While Celtic and Ajax have European pedigree, perhap the most egregious omission from the ESL was French club Olympique Lyonnais, better known as Lyon.
The men’s team dominated the French domestic league until Paris SaintGermain (PSG) was taken over by Qatari owners, who in 2017 broke the world transfer fee record to sign Brazilian forward Neymar for £200m.
However Lyon’s women’s team has dominated European competition for the past decade. It won the last five Women’s Champions League trophies (although was recently knocked out of this year’s tournament by PSG) after the club invested significant money into the women’s side.
Despite adding a line into the initial press release about setting up a women’s competition alongside the men’s tournament, there was no mention of inviting the most succesful European team of the 2010s.
According to Morningstar, listed entity Olympique Lyonnais is not held by funds registered for sale in the UK. The £50.5m Mapfre AM Behavioural fund, managed by Luis García Álvarez and Michael Morosi, holds several football clubs including 2.2% of its portfolio in Lyon.
Any change?
The great truth when it comes to making money in football is that it is rarely the clubs who profit.
That is why owners wanted the ESL in the first place, and also why few managers invest in European club sides.
Will this change? Some think that football clubs are really entertainment businesses now, and if they can take greater control over their own media rights, for example by streaming games themselves rather than outsourcing to Sky or BT, the big names could truly profit.
But Mapfre’s Luis García Álvarez makes a different case for investing in football clubs. He lists three reasons for optimism football:
1. Increasingly tighter financial controls leading to healthier balance sheets.
2. Better management teams coming into the sector.
3. Use of new tools, such as technology, to improve costumer experience and reach the global fan.
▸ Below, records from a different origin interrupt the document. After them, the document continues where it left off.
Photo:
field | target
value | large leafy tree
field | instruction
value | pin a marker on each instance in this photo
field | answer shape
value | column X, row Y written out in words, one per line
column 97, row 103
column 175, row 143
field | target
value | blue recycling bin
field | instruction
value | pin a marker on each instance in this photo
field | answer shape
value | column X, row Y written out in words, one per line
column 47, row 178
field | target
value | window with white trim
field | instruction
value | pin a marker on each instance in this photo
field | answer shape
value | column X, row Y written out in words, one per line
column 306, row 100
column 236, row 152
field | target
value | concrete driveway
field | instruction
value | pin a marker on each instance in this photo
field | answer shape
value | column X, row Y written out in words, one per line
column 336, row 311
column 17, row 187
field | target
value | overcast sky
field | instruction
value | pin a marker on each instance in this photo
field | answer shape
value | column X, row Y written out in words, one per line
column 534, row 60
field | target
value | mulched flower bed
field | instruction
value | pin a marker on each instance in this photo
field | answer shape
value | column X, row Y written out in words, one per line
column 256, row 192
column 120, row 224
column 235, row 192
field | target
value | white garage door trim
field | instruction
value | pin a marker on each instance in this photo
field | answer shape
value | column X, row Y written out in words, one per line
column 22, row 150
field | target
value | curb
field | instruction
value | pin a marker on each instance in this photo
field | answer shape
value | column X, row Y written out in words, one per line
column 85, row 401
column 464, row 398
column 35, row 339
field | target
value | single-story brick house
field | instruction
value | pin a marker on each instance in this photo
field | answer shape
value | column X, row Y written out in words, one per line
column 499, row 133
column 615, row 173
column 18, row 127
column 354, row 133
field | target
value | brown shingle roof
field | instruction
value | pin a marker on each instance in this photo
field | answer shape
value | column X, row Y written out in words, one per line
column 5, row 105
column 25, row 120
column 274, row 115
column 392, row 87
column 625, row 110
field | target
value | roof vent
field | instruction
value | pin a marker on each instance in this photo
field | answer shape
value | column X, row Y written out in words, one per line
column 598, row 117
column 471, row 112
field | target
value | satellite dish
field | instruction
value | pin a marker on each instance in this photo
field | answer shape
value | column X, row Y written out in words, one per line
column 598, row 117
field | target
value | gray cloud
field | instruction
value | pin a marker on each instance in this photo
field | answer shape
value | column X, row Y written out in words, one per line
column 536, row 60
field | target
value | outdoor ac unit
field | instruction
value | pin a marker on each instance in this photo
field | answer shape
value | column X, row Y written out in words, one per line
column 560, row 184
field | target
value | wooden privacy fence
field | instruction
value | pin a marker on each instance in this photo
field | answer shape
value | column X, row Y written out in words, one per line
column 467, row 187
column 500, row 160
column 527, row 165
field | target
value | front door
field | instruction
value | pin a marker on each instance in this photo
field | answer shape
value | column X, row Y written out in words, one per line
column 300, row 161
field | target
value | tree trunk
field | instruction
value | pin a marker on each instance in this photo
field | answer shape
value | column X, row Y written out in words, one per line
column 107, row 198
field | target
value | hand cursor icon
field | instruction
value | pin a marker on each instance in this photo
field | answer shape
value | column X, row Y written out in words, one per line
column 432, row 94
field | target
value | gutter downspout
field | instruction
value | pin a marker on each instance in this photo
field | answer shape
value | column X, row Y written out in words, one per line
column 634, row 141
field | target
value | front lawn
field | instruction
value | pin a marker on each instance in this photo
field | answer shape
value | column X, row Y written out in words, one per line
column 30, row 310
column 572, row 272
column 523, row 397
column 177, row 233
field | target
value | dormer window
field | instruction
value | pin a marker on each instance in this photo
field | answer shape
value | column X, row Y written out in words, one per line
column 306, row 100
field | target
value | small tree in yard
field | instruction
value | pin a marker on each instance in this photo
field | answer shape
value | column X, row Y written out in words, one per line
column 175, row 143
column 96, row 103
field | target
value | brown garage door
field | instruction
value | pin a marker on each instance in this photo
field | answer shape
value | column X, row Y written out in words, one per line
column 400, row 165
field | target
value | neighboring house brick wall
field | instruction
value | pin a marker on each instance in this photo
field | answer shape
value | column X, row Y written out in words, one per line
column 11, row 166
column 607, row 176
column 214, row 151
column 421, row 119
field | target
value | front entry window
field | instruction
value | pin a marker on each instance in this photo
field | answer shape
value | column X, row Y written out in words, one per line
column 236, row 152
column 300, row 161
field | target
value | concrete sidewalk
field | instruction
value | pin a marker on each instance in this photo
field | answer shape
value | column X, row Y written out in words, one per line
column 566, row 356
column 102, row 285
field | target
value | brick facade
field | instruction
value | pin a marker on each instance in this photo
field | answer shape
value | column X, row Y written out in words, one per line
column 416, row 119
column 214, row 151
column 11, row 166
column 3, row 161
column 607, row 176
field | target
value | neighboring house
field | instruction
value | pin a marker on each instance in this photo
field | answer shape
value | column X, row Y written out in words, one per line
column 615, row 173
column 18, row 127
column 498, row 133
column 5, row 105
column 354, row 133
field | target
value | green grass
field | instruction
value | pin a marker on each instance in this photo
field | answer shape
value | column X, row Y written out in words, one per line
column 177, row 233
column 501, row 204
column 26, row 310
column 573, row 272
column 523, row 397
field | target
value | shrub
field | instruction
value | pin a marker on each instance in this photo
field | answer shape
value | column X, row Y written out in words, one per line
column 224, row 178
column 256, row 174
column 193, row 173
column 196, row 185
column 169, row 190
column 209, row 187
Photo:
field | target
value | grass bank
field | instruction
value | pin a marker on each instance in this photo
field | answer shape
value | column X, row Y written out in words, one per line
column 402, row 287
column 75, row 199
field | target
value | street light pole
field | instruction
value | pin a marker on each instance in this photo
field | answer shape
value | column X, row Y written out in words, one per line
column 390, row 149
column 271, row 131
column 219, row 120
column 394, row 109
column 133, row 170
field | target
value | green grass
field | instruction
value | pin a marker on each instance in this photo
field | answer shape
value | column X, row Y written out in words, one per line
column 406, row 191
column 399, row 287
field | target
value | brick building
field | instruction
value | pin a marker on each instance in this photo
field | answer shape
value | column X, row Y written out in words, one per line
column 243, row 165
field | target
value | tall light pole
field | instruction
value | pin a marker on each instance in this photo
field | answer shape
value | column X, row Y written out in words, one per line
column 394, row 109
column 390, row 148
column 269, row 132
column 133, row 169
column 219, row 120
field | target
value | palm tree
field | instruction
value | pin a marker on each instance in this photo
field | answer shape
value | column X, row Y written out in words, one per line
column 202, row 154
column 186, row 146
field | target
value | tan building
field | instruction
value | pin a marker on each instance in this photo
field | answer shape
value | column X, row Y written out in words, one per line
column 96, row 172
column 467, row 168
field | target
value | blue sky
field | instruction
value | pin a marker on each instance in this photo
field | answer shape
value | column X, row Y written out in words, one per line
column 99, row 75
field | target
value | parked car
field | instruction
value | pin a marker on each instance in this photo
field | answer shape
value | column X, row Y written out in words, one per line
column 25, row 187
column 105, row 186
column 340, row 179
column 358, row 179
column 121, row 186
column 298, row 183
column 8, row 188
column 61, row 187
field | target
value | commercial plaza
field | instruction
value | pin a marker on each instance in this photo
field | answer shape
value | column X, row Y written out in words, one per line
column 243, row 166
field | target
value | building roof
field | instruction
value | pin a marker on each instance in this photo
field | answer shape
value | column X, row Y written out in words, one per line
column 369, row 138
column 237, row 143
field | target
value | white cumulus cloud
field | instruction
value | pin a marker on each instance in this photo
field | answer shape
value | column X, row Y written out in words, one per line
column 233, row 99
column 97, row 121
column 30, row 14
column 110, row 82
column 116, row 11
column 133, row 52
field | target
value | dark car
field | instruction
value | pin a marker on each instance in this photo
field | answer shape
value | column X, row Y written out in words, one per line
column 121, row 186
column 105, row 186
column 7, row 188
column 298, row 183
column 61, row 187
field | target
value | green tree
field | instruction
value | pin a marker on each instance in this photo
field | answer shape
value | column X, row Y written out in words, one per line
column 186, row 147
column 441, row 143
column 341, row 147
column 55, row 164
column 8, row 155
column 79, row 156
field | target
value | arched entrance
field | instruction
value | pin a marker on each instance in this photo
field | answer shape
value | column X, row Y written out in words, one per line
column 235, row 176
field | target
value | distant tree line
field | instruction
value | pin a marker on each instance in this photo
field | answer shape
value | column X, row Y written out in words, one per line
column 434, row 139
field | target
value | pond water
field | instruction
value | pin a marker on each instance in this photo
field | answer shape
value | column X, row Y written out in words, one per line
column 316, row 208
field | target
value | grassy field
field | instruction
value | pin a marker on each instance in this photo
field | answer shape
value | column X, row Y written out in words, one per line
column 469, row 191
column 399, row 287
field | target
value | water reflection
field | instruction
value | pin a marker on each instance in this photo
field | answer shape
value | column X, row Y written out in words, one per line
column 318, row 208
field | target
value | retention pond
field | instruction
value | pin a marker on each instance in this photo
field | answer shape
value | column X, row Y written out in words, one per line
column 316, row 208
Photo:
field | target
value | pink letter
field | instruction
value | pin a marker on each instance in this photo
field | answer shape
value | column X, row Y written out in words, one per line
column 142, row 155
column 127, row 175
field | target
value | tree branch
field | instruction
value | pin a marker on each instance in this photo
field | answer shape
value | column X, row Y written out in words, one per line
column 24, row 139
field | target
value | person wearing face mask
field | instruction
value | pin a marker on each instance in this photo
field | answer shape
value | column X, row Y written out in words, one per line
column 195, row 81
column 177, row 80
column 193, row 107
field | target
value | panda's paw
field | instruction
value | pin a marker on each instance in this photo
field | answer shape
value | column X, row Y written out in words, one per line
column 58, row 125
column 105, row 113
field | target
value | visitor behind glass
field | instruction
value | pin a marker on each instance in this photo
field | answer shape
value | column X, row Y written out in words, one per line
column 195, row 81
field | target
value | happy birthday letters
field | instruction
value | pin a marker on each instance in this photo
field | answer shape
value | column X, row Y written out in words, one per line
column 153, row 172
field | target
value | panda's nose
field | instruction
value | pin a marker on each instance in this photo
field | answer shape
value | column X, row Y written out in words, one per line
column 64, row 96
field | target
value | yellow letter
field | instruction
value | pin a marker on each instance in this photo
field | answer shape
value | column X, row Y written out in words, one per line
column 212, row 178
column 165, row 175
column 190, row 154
‘All this at really attractive prices for investors, as there is still a lack of understanding of the underlying dynamics in the sector,’ says Garcia Alvarez.
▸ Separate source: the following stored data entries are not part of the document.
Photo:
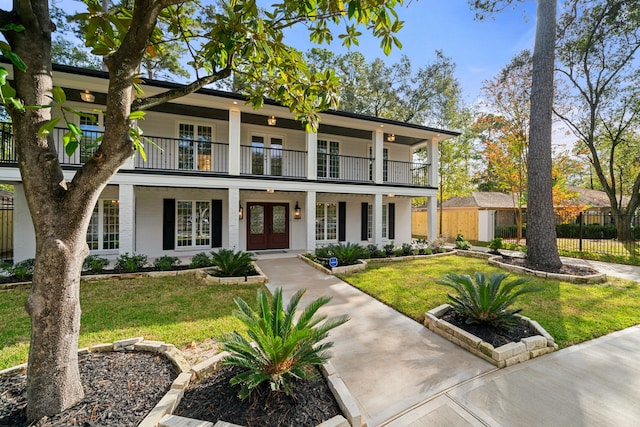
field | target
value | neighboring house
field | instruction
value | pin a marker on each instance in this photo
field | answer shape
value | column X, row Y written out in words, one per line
column 221, row 174
column 477, row 216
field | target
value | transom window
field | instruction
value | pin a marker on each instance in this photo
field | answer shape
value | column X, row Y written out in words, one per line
column 194, row 146
column 328, row 159
column 193, row 223
column 104, row 227
column 326, row 221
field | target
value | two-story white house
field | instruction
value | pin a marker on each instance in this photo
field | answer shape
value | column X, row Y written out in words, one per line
column 220, row 174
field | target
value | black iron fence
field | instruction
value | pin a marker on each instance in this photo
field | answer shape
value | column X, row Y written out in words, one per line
column 589, row 231
column 6, row 228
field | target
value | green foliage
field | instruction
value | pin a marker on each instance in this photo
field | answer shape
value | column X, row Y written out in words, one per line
column 130, row 263
column 166, row 263
column 22, row 270
column 229, row 263
column 95, row 263
column 486, row 301
column 374, row 252
column 462, row 243
column 200, row 260
column 284, row 349
column 347, row 253
column 495, row 245
column 389, row 249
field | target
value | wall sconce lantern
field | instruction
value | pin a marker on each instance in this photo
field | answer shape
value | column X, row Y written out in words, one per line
column 87, row 96
column 297, row 212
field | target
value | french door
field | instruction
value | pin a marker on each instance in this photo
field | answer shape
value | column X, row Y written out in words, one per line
column 267, row 226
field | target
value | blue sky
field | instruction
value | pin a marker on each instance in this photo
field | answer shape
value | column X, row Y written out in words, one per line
column 480, row 49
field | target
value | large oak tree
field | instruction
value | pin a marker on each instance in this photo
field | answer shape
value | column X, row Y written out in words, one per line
column 237, row 37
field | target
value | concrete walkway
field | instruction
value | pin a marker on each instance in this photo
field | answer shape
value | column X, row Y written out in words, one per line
column 402, row 374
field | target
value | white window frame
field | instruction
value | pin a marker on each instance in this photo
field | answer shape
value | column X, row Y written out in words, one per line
column 101, row 226
column 195, row 125
column 326, row 222
column 194, row 231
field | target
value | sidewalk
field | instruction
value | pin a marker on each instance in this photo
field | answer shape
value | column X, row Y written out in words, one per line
column 402, row 374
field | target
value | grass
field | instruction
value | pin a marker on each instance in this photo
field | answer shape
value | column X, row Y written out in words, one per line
column 178, row 310
column 570, row 313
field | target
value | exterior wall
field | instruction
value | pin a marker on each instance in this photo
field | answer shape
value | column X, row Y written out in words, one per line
column 486, row 225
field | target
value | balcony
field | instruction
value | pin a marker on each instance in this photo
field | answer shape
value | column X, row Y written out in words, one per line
column 206, row 157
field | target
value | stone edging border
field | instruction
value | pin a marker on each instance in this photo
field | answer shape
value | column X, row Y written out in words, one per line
column 590, row 279
column 162, row 414
column 261, row 278
column 503, row 356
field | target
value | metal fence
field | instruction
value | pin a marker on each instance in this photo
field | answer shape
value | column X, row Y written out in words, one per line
column 6, row 228
column 589, row 231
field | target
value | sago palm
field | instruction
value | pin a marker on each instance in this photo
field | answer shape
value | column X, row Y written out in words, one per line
column 282, row 349
column 486, row 301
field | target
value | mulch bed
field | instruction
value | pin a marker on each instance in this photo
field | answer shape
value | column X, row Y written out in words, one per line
column 576, row 270
column 214, row 399
column 120, row 389
column 494, row 336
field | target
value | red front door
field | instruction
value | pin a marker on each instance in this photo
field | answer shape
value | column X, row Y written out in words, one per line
column 267, row 226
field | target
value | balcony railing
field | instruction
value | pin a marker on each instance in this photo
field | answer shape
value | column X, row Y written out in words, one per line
column 270, row 161
column 170, row 154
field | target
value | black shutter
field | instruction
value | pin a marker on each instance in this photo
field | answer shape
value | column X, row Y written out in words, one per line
column 391, row 213
column 168, row 224
column 364, row 222
column 216, row 223
column 342, row 221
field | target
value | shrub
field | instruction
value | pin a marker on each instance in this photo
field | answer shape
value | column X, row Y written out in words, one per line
column 407, row 249
column 389, row 249
column 284, row 349
column 462, row 243
column 95, row 263
column 130, row 263
column 200, row 260
column 229, row 263
column 166, row 263
column 22, row 270
column 347, row 253
column 486, row 301
column 495, row 245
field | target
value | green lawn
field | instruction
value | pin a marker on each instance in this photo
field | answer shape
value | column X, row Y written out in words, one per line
column 178, row 310
column 570, row 313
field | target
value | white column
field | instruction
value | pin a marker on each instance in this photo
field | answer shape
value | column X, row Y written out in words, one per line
column 434, row 160
column 310, row 220
column 233, row 205
column 432, row 217
column 312, row 156
column 127, row 218
column 234, row 141
column 377, row 220
column 378, row 154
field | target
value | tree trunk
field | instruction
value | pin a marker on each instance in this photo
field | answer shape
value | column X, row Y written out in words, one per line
column 541, row 233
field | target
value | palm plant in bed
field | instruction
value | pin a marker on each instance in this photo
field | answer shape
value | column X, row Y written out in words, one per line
column 486, row 300
column 283, row 349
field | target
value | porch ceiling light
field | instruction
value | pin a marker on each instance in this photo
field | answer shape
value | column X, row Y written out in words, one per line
column 297, row 212
column 87, row 96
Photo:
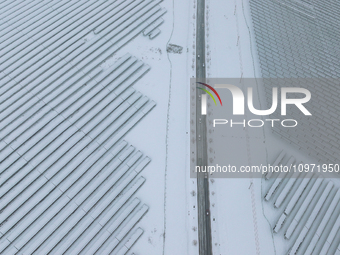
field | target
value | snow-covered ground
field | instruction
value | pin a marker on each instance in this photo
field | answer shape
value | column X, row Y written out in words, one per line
column 242, row 221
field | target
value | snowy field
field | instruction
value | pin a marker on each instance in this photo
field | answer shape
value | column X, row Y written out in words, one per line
column 72, row 69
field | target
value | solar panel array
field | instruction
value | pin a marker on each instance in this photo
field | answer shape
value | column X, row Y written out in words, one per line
column 297, row 42
column 67, row 178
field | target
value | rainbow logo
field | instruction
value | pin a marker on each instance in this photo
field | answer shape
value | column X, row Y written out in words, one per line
column 212, row 89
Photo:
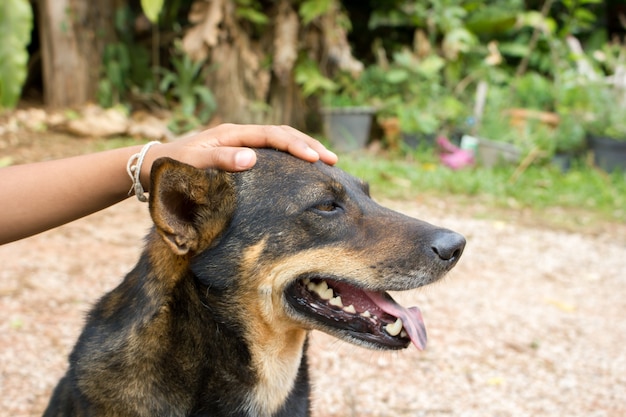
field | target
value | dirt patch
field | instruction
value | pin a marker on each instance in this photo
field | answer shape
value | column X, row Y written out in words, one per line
column 529, row 323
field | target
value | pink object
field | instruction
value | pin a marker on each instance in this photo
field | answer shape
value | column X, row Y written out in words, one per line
column 452, row 156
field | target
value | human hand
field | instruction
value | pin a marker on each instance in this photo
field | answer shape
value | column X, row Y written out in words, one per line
column 226, row 146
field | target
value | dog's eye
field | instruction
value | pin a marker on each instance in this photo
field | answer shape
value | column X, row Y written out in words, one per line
column 327, row 207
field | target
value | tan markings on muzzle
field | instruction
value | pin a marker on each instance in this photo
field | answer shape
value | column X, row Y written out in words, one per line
column 275, row 340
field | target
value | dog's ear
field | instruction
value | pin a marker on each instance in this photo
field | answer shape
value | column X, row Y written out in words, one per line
column 189, row 206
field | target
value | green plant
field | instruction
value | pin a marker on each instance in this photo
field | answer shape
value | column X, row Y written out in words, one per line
column 126, row 72
column 533, row 91
column 569, row 136
column 185, row 85
column 16, row 20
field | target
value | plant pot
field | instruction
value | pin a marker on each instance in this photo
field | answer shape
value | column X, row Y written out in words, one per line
column 348, row 128
column 391, row 131
column 418, row 140
column 563, row 160
column 608, row 154
column 491, row 153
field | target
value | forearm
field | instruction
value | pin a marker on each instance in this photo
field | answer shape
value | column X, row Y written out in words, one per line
column 44, row 195
column 40, row 196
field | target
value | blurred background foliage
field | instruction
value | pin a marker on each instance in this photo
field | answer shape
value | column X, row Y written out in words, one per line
column 435, row 67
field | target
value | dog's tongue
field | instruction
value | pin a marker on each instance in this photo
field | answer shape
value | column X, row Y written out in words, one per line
column 411, row 318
If the ESL leaves a legacy of stricter spending rules and tougher ownership requirements he could be right. But as a football supporter it is hard to believe in any positive change at upper echelons of the game.
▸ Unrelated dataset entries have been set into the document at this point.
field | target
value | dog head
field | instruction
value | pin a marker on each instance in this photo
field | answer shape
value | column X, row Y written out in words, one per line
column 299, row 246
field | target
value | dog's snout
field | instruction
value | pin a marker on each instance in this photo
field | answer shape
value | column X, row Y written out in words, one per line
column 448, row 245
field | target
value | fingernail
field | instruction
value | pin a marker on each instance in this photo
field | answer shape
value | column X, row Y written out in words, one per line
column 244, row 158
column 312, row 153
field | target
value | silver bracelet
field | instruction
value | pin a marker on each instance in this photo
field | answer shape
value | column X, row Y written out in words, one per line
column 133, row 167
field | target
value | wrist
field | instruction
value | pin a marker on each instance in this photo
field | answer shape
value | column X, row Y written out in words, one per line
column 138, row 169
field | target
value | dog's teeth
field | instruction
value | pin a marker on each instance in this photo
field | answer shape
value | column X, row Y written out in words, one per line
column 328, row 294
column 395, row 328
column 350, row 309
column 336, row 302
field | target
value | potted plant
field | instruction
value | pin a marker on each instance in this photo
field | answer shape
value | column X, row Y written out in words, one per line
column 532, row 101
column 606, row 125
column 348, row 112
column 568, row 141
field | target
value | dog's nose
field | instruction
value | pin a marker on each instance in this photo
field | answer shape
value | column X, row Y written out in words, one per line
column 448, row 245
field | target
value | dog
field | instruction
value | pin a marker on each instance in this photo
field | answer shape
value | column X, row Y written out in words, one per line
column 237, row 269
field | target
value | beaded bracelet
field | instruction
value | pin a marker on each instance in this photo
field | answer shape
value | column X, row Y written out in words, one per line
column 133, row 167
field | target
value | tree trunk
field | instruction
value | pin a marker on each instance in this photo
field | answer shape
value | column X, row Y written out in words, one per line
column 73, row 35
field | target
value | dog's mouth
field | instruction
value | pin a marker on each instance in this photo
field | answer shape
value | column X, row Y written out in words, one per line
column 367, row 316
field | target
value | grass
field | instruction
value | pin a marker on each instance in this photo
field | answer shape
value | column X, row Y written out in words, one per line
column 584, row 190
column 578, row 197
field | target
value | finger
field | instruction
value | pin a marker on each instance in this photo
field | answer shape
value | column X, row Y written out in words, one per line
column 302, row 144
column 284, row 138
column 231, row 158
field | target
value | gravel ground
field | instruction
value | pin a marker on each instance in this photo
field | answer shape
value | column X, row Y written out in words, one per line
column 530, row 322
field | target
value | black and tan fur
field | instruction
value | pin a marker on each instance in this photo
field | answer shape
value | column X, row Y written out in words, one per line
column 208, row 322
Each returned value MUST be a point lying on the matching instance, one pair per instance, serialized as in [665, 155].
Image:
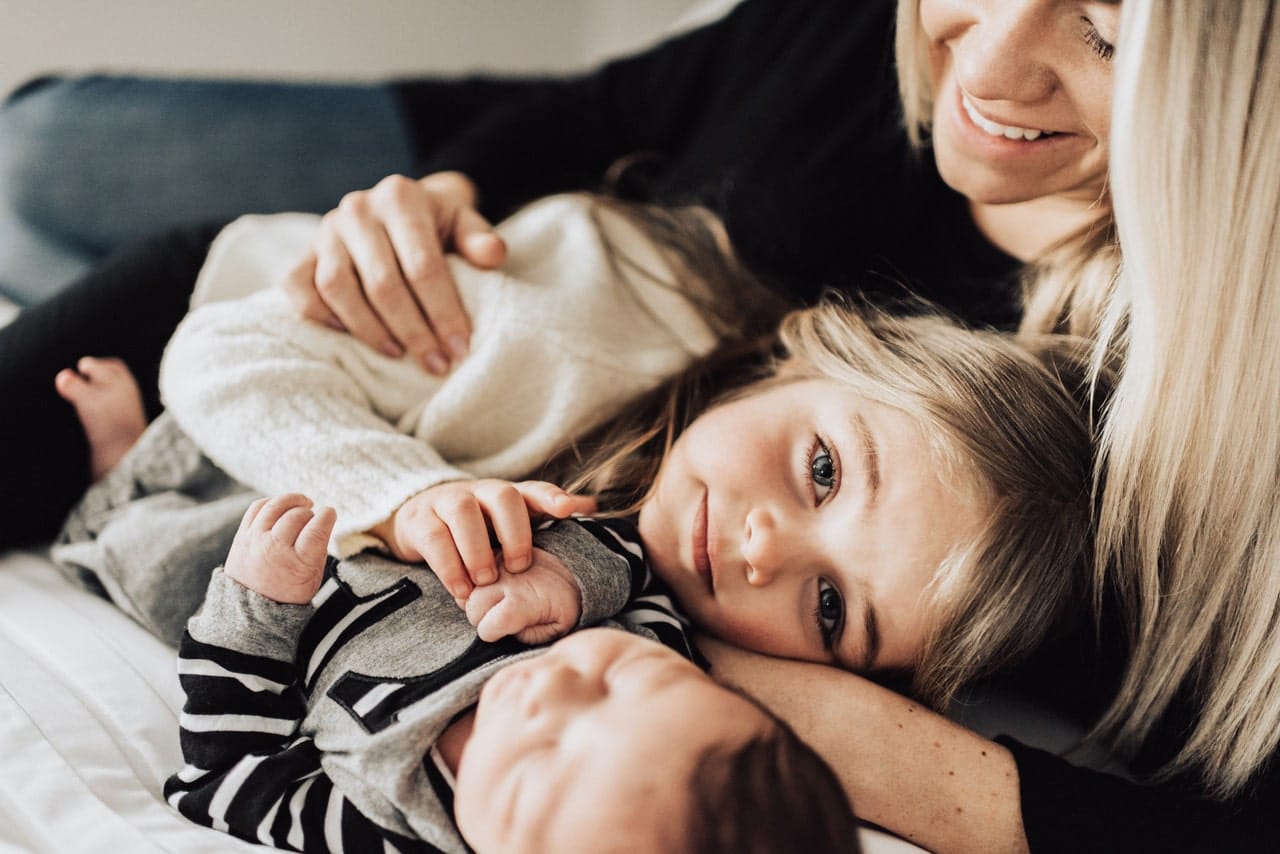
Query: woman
[807, 204]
Already the Athletic has reported that a private equity company is in talks to buy a stake in the Uefa Champions League tournament.
Repercussions might see some changes to the way clubs are run for a few years, yet it is hard to see this impacting the businesses that have made money from the game. Sportswear manufacturers like Nike, gambling companies like Bet 365, and video game makers like EA will continue to profit from interest in the sport. These are the businesses that are likely to continue to profit from the game, whether supporters can win back the game or not.